## Import all necessary Libraries
* **OCI** - Python Library that converts Python Commands into OCI API Requests
* **JSON** - For JSON to Python Dictionary Conversion , File read , and File write
* **PPRINT** - Module for pretty printing all text while debugging
* **DATETIME** - Used to Convert String Datetime Inputs from OCI API into datetime objects for carrying out datetime arithmetic

In [6]:
import oci
import json
import pprint
import pandas as pd
import datetime
from operator import itemgetter
import asyncio
import time
import logging
import concurrent.futures as cf

## Helper Functions
* Some of the helper functions written to make the code cleaner

In [7]:
from helpers import list_region_subscriptions
from helpers import fetch_compartment_heirarchy
from helpers import search_region_and_populate
from oci_clients import clients_init

## Define Resource List to Query
* Initialize Clients that will be leveraged
* Conditional variables - Interested in qeurying for active resources
* Using || Symbol to make sure we fetch resources either in Active, Running or Available State

## Supported Resources in Search
* [List of Supported Resources](https://docs.cloud.oracle.com/en-us/iaas/Content/Search/Concepts/queryoverview.htm#resourcetypes)

In [8]:
resourcetype_list = [
    "instance",
    "dbsystem",
    "vmcluster",
    "odainstance",
    "bootvolume",
    "bootvolumebackup",
    "volumebackup",
    "volumebackuppolicy",
    "volume",
    "datascienceproject",
    "datasciencemodel",
    "datasciencenotebooksession",
    "datacatalog",
    "analyticsinstance",
    "autonomousdatabase",
    "integrationinstance",
    "vcn",
    "subnet",
    "vnic",
    "securitylist",
    "routetable",
    "natgateway",
    "servicegateway",
    "onstopic",
    "onssubscription",
    "stream",
    "connectharness",
    "bucket",
    "vault",
    "filesystem",
    "apigateway",
    "apideployment",
]
condition_list = [
    "lifecycleState = 'RUNNING'",
    "lifecycleState = 'AVAILABLE'",
    "lifecycleState = 'ACTIVE'",
]
resourceString = (", ").join(resourcetype_list)
conditionString = (" || ").join(condition_list)

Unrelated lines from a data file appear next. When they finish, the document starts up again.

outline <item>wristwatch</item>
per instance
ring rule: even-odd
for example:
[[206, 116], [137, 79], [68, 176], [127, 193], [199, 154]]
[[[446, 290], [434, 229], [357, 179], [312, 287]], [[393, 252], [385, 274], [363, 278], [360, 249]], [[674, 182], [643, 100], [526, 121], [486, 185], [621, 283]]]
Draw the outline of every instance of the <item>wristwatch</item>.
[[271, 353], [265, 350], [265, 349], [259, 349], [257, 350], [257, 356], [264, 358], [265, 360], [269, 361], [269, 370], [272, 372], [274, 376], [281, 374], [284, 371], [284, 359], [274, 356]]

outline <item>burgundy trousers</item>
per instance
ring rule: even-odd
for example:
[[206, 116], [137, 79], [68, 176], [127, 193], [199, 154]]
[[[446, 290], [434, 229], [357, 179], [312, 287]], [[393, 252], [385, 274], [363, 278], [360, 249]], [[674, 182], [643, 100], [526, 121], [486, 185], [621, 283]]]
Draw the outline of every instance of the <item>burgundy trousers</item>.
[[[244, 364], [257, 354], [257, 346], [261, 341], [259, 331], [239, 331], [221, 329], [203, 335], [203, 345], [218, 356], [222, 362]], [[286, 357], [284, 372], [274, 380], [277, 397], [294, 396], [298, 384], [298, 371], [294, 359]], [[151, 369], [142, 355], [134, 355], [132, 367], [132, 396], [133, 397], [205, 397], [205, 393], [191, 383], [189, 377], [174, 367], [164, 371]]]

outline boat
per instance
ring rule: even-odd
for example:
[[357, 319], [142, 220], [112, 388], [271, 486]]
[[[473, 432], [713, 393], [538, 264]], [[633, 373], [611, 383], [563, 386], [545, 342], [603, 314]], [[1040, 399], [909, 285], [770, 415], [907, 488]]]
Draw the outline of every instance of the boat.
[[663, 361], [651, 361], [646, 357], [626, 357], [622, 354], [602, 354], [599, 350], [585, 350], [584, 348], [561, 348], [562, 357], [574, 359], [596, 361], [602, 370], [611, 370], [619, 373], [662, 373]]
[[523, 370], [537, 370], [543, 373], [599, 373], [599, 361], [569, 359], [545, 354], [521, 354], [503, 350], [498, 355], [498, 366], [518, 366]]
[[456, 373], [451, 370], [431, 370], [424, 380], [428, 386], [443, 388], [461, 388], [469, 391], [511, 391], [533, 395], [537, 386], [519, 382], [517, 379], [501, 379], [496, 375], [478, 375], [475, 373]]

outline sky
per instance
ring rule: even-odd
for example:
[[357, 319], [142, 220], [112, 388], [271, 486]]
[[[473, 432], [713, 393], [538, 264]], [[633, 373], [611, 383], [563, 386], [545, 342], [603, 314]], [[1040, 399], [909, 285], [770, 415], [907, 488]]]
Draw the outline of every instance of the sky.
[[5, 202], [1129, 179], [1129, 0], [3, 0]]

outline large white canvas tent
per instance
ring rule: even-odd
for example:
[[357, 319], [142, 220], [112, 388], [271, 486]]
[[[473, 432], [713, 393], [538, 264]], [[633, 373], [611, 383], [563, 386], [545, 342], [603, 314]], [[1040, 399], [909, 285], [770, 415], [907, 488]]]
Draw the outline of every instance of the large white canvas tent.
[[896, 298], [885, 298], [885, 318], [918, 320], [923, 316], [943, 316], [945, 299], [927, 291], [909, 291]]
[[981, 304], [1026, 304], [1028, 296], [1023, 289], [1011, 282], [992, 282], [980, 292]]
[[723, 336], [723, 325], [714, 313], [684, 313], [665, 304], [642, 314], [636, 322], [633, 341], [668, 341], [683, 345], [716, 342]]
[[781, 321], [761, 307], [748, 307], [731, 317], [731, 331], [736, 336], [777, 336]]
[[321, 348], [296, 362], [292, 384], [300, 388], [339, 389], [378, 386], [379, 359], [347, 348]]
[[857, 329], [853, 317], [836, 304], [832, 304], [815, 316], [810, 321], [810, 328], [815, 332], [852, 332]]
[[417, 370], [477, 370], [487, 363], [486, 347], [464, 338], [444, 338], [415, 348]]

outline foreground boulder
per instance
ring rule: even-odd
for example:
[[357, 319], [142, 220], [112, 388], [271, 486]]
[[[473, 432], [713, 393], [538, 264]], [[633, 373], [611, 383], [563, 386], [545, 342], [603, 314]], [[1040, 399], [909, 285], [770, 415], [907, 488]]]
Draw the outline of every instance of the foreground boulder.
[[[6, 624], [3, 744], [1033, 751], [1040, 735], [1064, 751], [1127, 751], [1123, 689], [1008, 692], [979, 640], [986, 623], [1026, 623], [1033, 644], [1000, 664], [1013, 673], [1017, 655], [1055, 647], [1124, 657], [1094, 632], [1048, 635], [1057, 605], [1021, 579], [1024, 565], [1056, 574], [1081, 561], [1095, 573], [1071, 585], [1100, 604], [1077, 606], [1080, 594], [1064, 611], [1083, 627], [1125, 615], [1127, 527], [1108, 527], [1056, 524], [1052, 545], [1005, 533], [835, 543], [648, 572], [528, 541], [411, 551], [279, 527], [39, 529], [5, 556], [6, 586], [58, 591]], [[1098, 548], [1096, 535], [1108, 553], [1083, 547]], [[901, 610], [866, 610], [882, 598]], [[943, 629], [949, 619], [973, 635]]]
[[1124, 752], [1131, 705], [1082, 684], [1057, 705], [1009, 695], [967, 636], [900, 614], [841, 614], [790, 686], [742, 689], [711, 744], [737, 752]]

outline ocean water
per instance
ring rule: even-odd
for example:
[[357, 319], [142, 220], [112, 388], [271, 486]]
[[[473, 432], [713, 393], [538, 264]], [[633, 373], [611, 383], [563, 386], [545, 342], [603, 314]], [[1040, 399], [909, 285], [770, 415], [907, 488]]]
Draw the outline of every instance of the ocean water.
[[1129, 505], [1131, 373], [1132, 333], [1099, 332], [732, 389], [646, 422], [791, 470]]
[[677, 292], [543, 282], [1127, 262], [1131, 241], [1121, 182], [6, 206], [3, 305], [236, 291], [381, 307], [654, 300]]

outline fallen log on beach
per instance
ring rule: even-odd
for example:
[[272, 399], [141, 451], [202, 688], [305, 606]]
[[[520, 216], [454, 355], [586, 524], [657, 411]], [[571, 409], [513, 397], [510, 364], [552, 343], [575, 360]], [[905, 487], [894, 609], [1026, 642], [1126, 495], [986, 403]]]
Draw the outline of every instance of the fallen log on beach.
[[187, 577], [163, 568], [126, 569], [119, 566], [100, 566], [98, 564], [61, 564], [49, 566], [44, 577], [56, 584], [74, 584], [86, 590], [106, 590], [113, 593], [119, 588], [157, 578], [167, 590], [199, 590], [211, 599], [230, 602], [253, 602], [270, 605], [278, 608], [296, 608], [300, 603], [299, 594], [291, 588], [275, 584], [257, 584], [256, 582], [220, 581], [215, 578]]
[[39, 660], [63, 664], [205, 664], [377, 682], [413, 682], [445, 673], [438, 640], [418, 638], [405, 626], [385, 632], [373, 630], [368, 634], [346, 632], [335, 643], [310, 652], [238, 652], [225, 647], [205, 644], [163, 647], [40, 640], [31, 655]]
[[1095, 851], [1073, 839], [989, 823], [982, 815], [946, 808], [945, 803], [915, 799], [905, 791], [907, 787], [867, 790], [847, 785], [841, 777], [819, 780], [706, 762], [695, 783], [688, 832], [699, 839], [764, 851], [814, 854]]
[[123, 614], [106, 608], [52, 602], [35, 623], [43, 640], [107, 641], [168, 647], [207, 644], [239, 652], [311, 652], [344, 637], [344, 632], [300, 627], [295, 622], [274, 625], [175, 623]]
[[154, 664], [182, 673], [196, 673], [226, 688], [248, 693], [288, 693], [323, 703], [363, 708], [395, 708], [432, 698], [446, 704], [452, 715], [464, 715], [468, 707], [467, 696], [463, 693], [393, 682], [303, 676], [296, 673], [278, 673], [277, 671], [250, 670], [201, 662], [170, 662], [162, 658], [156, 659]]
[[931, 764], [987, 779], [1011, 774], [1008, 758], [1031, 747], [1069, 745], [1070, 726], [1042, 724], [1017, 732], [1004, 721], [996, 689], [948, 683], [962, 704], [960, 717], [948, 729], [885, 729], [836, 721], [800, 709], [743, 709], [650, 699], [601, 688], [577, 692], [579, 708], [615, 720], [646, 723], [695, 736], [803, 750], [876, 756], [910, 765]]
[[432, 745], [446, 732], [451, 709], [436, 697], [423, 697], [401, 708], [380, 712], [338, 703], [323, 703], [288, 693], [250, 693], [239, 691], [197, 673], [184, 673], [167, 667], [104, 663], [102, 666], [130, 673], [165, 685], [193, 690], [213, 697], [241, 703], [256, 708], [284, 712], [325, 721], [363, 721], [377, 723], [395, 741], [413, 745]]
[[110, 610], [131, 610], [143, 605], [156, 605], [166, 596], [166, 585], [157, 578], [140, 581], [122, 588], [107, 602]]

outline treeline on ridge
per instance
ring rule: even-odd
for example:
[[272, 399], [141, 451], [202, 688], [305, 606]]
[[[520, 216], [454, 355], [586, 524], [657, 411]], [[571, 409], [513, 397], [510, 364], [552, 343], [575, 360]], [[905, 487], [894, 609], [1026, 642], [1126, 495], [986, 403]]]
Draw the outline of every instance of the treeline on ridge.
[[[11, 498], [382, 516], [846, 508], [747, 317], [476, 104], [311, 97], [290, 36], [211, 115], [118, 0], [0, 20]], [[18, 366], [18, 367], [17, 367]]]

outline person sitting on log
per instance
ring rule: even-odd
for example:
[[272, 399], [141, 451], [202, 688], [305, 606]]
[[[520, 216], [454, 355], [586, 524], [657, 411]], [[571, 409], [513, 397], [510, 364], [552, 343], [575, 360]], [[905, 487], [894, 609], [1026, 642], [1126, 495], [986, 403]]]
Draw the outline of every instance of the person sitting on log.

## Supported Clients & Resources
- Search provides the list of OCIDs based on the query string 
- Use the OCIDs to drill down into the resources further to understand your tenancy better
 - **Identity Client** - To understand how many regions ( Data Center Geographies, the tenancy is subscribed to )
 - **Search Client** - To fetch all resources that satisfy query conditions
 - **Compute Client** - To Drill down into compute resources for Compute/VM/Bare metal server specific Information
 - **Database Client** -  To Drill down into database resources for Database Specific Information 
 - **Analytics Client** - To Drill down into analytics resources for Analytics Instance Specific Information
 - **VCN Client** - To Drill down information of VCN, Subnets, LPGs, DRGs, Load Balancers etc. 
 - **Notifications Client** - To Drill down on Information on Notification Topics, Subscriptions etc. 
 - **API-GW Client** - To Drill down on API Gateway & API Deployments.
 - **Block Storage Client** - To Drill down on Block Volumes and Boot Volumes.
 - **Object Storage Client** - To Drill down on Object Storage Solution.
 - **Streams Client** - To Drill down on Streams, kafka Connect harness etc. 

## Setup the OCI Config
* Read the OCI Config from the default Path / provide the path where the config file is available

In [9]:
config = oci.config.from_file()
tenancy_id = config["tenancy"]

## List all Regions Subscribed in Tenancy
 - **Search** endpoints are regional and hence we will iterate asynchronously over all regions

In [10]:
region_names = list_region_subscriptions(config)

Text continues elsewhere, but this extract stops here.